Paula Findlen is Ubaldo Pierrotti Professor of Italian History and Co-Director of the Center for Medieval and Early Modern Studies at Stanford University, USA. Her previous works include Possessing Nature: Museums, Collecting and Scientific Culture in Early Modern Italy, which was awarded the Pfizer Prize in the History of Science, and (co-edited with Pamela Smith) Merchants and Marvels: Commerce, Science and Art in Early Modern Europe.
What can we learn about the past by studying things? How does the meaning of things, and our relationship to them, change over time? This fascinating collection taps a rich vein of recent scholarship to explore a variety of approaches to the material culture of the early modern world (c.1500-1800).

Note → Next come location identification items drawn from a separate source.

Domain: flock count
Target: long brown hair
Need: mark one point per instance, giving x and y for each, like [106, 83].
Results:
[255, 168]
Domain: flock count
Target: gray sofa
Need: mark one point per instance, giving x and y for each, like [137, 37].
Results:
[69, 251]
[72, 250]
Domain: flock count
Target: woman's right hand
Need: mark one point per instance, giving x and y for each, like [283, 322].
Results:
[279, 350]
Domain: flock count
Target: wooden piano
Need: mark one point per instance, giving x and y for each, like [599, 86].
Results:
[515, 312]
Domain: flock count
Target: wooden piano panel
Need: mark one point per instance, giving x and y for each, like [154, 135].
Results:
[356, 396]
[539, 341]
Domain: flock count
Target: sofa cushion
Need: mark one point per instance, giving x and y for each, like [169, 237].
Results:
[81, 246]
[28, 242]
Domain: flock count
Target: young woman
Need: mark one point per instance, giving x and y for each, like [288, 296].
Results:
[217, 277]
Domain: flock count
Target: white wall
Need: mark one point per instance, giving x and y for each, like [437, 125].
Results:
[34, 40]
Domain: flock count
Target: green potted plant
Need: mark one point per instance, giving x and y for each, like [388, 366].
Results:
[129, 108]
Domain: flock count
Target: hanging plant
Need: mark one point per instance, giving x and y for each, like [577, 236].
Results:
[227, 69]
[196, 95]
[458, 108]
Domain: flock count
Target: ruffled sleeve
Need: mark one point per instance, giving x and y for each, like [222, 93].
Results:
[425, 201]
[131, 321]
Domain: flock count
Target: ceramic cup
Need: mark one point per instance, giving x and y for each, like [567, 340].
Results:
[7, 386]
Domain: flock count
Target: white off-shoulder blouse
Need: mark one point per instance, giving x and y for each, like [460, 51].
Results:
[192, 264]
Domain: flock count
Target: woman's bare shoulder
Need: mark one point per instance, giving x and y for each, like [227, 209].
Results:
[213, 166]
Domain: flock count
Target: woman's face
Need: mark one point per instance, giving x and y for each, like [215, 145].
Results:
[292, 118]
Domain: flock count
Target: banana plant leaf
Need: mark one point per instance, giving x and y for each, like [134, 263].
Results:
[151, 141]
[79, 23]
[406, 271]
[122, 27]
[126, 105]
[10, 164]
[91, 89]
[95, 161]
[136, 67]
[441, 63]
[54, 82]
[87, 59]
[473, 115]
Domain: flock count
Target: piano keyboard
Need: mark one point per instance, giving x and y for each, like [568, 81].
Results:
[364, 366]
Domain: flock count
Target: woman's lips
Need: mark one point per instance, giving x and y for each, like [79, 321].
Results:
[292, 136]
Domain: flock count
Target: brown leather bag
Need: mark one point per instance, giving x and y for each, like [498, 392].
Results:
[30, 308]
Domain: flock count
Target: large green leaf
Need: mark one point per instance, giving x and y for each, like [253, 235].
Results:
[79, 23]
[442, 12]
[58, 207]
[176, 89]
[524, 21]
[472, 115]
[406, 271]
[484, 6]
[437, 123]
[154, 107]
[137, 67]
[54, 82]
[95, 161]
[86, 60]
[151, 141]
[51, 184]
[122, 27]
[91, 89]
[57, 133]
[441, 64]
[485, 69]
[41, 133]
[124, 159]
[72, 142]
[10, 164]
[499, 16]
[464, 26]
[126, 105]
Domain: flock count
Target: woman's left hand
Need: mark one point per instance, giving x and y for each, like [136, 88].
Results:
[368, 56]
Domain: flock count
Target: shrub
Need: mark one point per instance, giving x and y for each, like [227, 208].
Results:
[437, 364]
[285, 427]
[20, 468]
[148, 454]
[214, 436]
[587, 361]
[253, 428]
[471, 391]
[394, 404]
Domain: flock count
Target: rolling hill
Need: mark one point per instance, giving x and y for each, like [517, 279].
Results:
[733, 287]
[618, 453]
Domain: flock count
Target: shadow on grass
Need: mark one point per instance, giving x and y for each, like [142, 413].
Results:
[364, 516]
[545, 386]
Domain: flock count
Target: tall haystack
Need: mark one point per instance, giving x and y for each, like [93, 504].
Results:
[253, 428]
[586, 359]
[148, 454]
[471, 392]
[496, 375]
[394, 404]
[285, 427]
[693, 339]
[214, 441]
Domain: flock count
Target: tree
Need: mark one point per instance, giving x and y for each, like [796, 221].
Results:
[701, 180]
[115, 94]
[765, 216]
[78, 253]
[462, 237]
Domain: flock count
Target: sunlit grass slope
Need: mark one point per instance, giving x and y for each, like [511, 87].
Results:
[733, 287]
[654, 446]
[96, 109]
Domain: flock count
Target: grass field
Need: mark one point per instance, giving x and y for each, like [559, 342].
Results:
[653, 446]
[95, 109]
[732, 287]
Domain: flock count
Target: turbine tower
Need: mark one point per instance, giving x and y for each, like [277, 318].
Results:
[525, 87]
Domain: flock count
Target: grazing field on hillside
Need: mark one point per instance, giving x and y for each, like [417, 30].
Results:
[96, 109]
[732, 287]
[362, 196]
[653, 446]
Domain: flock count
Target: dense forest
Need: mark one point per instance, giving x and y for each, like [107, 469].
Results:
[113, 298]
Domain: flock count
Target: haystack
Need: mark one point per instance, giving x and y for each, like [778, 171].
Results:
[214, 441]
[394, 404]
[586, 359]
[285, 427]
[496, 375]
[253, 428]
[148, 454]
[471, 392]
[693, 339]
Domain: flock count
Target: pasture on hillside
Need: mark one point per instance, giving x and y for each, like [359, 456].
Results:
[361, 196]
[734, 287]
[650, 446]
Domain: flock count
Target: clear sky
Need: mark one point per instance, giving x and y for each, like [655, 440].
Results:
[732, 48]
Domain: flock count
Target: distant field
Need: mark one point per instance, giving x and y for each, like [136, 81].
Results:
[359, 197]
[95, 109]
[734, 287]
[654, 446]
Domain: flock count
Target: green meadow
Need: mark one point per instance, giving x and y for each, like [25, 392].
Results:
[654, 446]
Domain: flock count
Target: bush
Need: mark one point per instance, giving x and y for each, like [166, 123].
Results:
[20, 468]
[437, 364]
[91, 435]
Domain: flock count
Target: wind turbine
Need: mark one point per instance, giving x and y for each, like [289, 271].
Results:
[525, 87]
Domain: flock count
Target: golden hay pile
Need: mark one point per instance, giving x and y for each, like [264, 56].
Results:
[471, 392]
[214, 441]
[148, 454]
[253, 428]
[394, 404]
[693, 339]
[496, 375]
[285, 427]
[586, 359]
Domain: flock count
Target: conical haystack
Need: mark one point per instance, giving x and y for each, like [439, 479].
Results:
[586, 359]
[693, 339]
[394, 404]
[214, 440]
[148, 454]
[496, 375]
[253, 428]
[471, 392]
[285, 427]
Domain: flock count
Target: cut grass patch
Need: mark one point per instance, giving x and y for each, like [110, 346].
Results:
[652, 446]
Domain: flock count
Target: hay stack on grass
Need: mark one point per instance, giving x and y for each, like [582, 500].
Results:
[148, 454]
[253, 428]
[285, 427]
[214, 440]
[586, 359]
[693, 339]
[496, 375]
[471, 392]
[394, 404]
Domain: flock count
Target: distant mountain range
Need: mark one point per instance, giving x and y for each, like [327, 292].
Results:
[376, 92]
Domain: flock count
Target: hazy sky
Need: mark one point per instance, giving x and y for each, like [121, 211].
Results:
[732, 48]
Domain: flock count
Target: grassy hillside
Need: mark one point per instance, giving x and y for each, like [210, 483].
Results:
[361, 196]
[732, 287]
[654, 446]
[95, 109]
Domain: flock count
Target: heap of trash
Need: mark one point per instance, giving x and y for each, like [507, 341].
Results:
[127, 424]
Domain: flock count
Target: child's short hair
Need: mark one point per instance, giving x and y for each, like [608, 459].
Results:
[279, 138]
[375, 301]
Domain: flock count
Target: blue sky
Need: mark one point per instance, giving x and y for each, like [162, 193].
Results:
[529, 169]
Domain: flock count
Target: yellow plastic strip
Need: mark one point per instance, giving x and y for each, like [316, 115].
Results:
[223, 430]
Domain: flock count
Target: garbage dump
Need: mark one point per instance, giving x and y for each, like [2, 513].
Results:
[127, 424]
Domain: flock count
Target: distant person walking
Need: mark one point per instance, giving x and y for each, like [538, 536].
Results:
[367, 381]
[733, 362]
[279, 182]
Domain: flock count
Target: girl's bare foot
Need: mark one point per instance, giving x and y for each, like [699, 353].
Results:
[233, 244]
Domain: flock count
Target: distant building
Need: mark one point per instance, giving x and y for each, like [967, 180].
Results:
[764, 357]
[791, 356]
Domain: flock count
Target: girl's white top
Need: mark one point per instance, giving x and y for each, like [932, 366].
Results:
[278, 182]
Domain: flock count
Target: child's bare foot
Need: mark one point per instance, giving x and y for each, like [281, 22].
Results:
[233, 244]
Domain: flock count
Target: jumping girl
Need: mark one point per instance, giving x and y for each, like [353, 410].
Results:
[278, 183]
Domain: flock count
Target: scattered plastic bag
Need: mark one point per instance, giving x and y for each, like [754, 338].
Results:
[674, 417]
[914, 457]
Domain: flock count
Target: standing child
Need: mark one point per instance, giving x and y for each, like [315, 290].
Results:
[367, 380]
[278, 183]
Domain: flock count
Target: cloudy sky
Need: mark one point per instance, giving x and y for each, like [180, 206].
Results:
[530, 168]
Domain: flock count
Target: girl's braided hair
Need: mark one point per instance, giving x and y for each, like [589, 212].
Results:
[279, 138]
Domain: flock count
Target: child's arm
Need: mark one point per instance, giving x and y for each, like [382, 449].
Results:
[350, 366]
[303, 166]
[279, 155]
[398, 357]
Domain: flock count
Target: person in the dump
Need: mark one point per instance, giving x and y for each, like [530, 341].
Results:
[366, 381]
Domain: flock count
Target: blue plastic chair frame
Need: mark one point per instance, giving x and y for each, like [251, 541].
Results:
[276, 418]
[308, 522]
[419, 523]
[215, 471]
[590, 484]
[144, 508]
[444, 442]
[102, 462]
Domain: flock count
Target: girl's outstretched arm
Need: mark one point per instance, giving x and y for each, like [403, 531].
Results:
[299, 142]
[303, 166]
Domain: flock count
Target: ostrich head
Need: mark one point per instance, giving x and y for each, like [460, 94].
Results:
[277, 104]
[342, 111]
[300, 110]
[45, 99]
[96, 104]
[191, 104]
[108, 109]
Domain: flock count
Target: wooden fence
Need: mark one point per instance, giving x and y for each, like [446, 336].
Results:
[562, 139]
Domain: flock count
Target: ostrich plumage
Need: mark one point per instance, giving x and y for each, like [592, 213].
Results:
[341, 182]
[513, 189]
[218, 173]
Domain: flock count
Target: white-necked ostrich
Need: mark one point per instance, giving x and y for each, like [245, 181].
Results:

Divided into six parts this book explores; the ambiguity of things, representing things, making things, empires of things, consuming things and lastly the power of things. Spanning across the early modern world, from Ming dynasty China to Georgian England, and from Ottoman Egypt to Spanish America, the authors provide a generous set of examples in how to study the circulation, use, consumption and, most fundamentally, the nature of things themselves.
Drawing on a broad range of disciplinary perspectives and lavishly illustrated, Early Modern Things supplies fresh and provocative insights into how objects – ordinary and extraordinary, secular and sacred, natural and man-made – came to define some of the key developments of the early modern world. This book will be essential reading for all those interested in the early modern world.